You may have heard that I’m the new guy in town, and I’m happy to say this is my first blog post as a member of the Gilbane Group. I am thrilled to be a part such a well-respected organization, and I’m ready to roll up my sleeves and get to work on all things WCM!
A little about me: I’ve been a practitioner and a consultant in the WCM space for over ten years, but I’ve worked for an analyst firm for all of two days. The good news? I know, first hand, the pains users experience when it comes to web content management. I empathize with the marketer who knows there must be a way to put all this content to work in her next pull-through campaign, and I sympathize with the Intranet Manager who has been directed to deploy more Web 2.0 tools into the enterprise, even in the absence of a business case. [I’m not a Web 2.0-basher, by the way.] I consider myself a passionate user advocate, and if I’m true to myself (and to you) I’ll continue to bring that perspective to all of my work here at Gilbane.
To continue my let-me-tell-you-about-me schtick, here are a few random thoughts that come to mind which will hopefully provide further insight into my philosophy as it relates to WCM:
- Usability has become a commodity; It’s time for vendors to stop bragging about it and for users to stop accepting anything less.
- Technology for the sake of technology leads to dissatisfaction every time.
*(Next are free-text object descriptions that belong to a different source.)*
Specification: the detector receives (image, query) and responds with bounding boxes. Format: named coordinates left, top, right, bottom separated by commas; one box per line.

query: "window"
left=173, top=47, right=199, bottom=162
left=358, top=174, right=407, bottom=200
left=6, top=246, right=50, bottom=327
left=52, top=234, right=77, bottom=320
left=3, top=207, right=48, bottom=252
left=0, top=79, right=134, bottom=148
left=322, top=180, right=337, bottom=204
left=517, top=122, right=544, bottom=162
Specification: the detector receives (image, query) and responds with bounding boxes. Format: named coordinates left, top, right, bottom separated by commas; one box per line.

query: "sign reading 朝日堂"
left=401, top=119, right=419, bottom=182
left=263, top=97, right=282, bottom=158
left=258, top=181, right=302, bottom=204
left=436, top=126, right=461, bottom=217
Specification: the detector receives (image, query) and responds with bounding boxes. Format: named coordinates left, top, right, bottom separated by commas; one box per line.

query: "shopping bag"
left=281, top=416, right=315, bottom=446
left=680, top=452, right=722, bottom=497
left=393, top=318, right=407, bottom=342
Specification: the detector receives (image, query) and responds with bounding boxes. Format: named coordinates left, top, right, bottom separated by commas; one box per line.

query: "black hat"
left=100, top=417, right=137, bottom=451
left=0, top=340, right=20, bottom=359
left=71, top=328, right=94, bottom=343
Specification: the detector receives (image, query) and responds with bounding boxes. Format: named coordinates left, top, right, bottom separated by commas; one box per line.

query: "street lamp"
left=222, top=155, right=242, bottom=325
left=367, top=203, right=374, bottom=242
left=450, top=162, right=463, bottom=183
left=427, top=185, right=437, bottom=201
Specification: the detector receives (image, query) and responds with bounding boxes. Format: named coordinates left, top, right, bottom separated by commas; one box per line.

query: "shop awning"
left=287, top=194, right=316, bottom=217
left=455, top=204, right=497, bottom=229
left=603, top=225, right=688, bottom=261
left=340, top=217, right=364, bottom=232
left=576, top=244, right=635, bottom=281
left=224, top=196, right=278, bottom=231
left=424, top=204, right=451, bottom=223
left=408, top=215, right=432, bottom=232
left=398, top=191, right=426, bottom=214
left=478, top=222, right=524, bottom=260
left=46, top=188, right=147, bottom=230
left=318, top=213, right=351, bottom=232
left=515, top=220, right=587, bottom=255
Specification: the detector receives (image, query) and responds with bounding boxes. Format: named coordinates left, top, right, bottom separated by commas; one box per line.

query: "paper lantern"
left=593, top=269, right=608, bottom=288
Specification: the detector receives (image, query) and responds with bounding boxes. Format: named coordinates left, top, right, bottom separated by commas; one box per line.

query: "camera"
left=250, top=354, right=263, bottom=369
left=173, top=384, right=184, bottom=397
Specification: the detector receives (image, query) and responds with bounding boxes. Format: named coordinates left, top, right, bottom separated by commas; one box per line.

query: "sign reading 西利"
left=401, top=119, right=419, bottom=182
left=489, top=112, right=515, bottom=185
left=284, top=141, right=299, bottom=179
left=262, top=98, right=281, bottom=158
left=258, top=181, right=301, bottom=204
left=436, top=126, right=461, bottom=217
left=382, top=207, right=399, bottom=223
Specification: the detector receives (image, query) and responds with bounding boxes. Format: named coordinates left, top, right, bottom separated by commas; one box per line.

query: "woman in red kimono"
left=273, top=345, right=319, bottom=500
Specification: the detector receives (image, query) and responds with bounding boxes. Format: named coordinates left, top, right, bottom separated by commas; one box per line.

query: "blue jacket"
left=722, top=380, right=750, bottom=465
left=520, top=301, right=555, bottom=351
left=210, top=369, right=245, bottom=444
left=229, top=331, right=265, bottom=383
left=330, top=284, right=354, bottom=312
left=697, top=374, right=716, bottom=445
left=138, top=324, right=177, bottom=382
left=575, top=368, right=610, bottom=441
- “What problem am I trying to solve?” — If you can’t answer this, stop what you’re doing.
- Technology won’t change human nature…but it will amplify it!
- You don’t have to do what everyone else is doing…there’s a good chance they’ll fail anyway.
- “Grassroots” applications require more planning, not less.
- User research is never a bad idea… but don’t just ask them, watch them.
- If we spent as much time crafting strategies as writing RFPs and selecting tools, we’d achieve a much higher ROI.
So that’s it for now. I look forward to writing more on these pages and hope you’ll chime in with your thoughts and reactions.